The Flex Route system, which is designed to address multiple events, will be tested repeatedly as MDOT engineers continue to adjust the software program to handle various scenarios. All system components will undergo a rigorous testing period prior to opening the Flex Route. 

Launching the Flex Route will mark the beginning of a new era in smart road technology for Michigan. Motorists are encouraged to familiarize themselves with how a Flex Route works by viewing this short video. 

If you have any questions concerning the Flex Route, contact the Brighton TSC at 810-227-4681. For more information about related traffic detours, lane closures and lane shifts, go to www.flexroute23.com or connect with MDOT through social media at www.facebook.com/michigandot and www.twitter.com/mdot_a2, search using #flexroute.

Current and upcoming construction activities(See map)

Mainline US-23:

 Flex Route Lane

South of North Territorial Road, the Flex Route lane is beginning to take shape. The concrete base course has been placed and additional courses continue to be placed nightly.

  • Between 8 Mile Road and M-36: Embankment and sand sub-base are being placed along the outside shoulder of southbound US-23 between 8 Mile Road and M-36.
  • Barker Road to 8 Mile Road: Within these limits, two lanes of northbound and two lanes of southbound traffic have been placed on the northbound roadway and the existing southbound lanes are being fully reconstructed along with the Great Lakes Central Railroad bridge and repairs of the Barker Road bridge. Once complete, all traffic will be shifted to the newly constructed southbound lanes and the northbound lanes will be fully reconstructed. This shift is anticipated to take place in mid to late August. 

Interchanges:

  • North Territorial Road: The new bridge deck is poured. Curb and gutter for the ramps and new roundabouts are scheduled for the week of June 5. Paving will follow within three days of curb placement. It is estimated the interchange will be opened by June 15.
  • 6 Mile Road: Full closure of this roadway is scheduled to follow the opening of North Territorial Road. Tentatively scheduled for June 15.
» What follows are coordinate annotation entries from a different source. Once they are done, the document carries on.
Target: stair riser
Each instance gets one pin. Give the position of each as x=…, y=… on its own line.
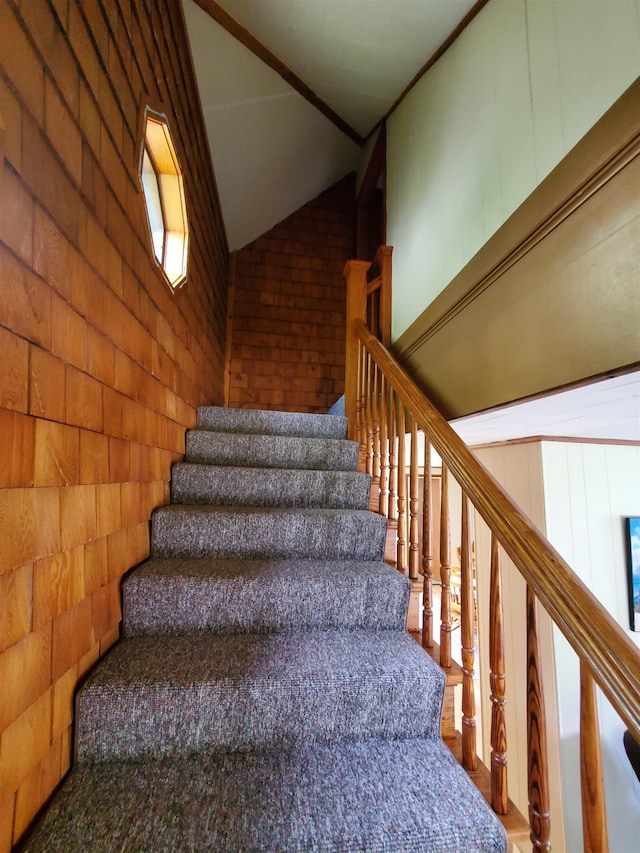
x=292, y=597
x=228, y=486
x=328, y=535
x=251, y=692
x=212, y=448
x=259, y=422
x=204, y=719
 North Territorial Roundabout

Roundabout paving at the 8 Mile Road on and off ramps. 

  • 8 Mile Road: The new 8 Mile Road was built from the alignment of the existing roadway. Tie-in of the new roadway to the existing roadway requires various closures on both the east and west side of the interchange. All tie-in work is scheduled to be complete by June 14, at which time 8 Mile Road and Whitmore Lake Road will utilize the new roundabouts and new roadway.

Frequently Asked Questions (FAQ)

How do they know what's down the road?

Trained operators in MDOT's STOC will use traffic sensors and real-time video images to monitor travel conditions. This data will enable them to identify any slowdowns, traffic incidents and/or lane blockages ahead.

How will they know when to open a shoulder (flex lane) to motorists?

STOC operators will respond in real time to current travel conditions. For example, when traffic slows to speeds pre-established in guidelines, operators will open or close lanes accordingly. They also will post appropriate safety information to guide motorists, such as lane blockages ahead and recommended speed limits for existing conditions.